Montag, 6. Januar 2014

Projekt "Heute wird aus dem Stegreif gespielt"



Das Pirandello Ensemble beschäftigt sich unter der künstlerischen Leitung von Markus Herlyn seit 2008 schwerpunktmäßig mit dem Werk Luigi Pirandellos (1867-1936), hier im Besonderen mit der „Trilogie des Theaters auf dem Theater“.

Zum Stück

Nach „Sechs Personen suchen einen Autor“ stellt „Heute wird aus dem Stegreif gespielt“ seit zwei Jahren den Hauptgegenstand der forschenden Theaterarbeit und Inszenierungspraxis des Pirandello Ensembles dar.

Das Stück behandelt in erster Linie einen Konflikt zwischen der Regie und den Schauspielern. Der Regisseur vertritt die Meinung, dass er allein der Schöpfer des szenischen Kunstwerkes auf der Bühne ist und er sich lediglich dazu der Kunst der Schauspieler bedient, um die Rollen nach seiner Interpretation darstellen zu lassen. Genauso bedient er sich des Textes des Autors als Material für seine Inszenierung, die er allein als sein geistiges Eigentum betrachtet.

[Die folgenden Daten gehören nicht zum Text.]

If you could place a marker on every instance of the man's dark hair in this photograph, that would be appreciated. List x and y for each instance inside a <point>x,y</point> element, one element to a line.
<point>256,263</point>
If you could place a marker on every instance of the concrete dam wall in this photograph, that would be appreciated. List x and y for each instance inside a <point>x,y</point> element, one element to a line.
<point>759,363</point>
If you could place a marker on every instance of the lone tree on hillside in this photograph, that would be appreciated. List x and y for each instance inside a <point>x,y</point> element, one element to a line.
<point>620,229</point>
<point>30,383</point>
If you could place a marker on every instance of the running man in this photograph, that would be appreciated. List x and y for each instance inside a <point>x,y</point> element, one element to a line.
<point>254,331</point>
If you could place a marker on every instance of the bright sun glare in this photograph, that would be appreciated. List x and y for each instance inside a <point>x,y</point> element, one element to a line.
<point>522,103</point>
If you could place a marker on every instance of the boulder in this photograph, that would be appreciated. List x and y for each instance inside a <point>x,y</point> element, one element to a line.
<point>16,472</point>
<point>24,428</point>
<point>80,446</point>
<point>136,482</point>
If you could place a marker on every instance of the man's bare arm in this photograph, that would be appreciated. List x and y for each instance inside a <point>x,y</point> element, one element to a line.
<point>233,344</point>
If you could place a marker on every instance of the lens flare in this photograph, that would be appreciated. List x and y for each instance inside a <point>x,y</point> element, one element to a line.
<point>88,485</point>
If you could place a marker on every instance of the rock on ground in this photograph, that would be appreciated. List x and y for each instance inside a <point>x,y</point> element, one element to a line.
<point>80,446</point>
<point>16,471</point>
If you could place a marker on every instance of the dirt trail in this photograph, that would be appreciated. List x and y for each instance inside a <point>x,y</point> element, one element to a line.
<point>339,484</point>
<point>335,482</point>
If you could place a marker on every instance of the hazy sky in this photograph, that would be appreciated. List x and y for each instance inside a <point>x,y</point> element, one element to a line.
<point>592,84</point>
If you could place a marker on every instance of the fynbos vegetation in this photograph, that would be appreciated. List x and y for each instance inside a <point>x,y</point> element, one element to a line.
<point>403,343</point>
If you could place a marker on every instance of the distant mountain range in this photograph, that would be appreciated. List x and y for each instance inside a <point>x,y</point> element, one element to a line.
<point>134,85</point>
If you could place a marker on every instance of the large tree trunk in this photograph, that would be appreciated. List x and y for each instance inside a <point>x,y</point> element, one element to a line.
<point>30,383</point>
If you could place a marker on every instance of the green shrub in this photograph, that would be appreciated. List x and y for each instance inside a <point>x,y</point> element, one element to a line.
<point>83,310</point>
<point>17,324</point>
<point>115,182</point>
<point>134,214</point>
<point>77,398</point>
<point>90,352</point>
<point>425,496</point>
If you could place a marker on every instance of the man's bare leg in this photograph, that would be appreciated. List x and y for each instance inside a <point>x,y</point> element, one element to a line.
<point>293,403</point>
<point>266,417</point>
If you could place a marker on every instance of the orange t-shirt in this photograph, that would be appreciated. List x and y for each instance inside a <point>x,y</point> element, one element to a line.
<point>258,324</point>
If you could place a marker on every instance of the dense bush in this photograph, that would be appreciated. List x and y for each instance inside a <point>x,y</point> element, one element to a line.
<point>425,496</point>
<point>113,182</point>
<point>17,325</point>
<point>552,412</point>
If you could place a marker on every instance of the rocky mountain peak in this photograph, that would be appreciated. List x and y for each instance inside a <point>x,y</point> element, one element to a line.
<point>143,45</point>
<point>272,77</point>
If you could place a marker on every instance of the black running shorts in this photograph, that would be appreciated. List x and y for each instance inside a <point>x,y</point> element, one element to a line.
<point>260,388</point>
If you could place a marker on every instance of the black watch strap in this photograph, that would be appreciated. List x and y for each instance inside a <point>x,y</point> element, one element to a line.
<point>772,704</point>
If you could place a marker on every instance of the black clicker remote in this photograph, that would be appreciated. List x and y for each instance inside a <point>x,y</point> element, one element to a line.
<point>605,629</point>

Die Schauspieler rebellieren gegen diese Theaterauffassung und wollen die zugewiesene Rolle als „Instrumente“ der Regie nicht mehr akzeptieren. Ihnen schwebt ein völlig anderer Entstehungsprozess der Inszenierung vor, an dem sie sowohl mit ihren Ideen schöpferisch beteiligt sind, sowie mit ihrer persönlichen und realen Lebendigkeit. Das Leben auf der Bühne entstehe durch die Arbeit der Schauspieler von selbst und kann von gar niemandem kommandiert werden! So bringt einer der beteiligten Schauspieler die revolutionäre Stimmung im Produktionsprozess auf den Punkt.  

„Heute wird aus dem Stegreif gespielt“ ist als konsequente Fortsetzung des in „Sechs Personen suchen einen Autor“ eingeleiteten Themas zu verstehen. In „Sechs Personen suchen einen Autor“ treffen zwei Welten in einer überraschenden Begegnung aufeinander: ein Regisseur findet zur Probenzeit nicht nur seine Schauspieler vor, sondern real gewordene Bühnenfiguren mit einem Eigenleben. Pirandello  will künstlerische Ideen als „lebendige Wesen“ verstanden wissen. Damit setzt er Maßstäbe für die Umsetzung von dramatischen Texten auf der Bühne und für die Schauspielerei überhaupt:  die Darsteller auf der Bühne, die Schauspieler, müssen sich nach Pirandello mit der Idee, dem Wesen einer Figur auseinandersetzen und die Begegnung mit der künstlerischen Idee suchen, um zu einer lebendigen Darstellung zu gelangen. Die Regie wiederum sollte sich in der Funktion eines Helfers der Schauspieler im schöpferischen Prozess der Bühnenkunst verstehen.

 


Die Inszenierung


Der Entstehung der Stücke im „Studio 13 Theaterinstitut“ liegen verschiedene  Arbeitsschritte zu Grunde. Am Anfang steht immer eine längere Forschungsphase mit Laboratorien. Dabei schlagen die  SchauspielerInnen Szenenskizzen vor, die im Dialog mit der künstlerischen Leitung weiterentwickelt werden.
In Anlehnung an Pirandello kann man sagen: Wir laden die 'Ideen' zu uns ein, setzen uns mit ihnen auseinander und fordern einige zum 'Bleiben' auf.
Sobald genug Material erarbeitet worden ist, entwickelt die künstlerische Leitung auf dieser Basis zusammen mit dem Ensemble ein Szenarium für die Inszenierung. In der letzten Arbeitsphase,  den Szenen- und Inszenierungsproben übernehmen die Regie und die SchauspielerInnen wieder ihre eher klassischen Funktionen: die SchauspielerInnen kümmern sich in erster Linie um ihre Rollengestaltung sowie die szenische Umsetzung und die Regie um die Inszenierung. Auf diese Weise entstehen Inszenierungen, die nicht nur den schöpferischen Prozess einer Person (des Regisseurs) wiederspiegeln, sondern die Ideenwelt eines ganzen Ensembles integrieren.
Wie man bei Pirandello lernen kann, kommen die Ideen aber nicht nur, wenn man sie ruft, sondern sie stehen zumeist plötzlich im Raum, ohne vorher anzuklopfen. Daher entwickeln sich auch die Inszenierungen im Laufe der Aufführungspraxis immer weiter. Inszenierungen werden hier nicht als irgendwann ‚fertig‘ verstanden, sondern als ‚lebendige Wesen‘.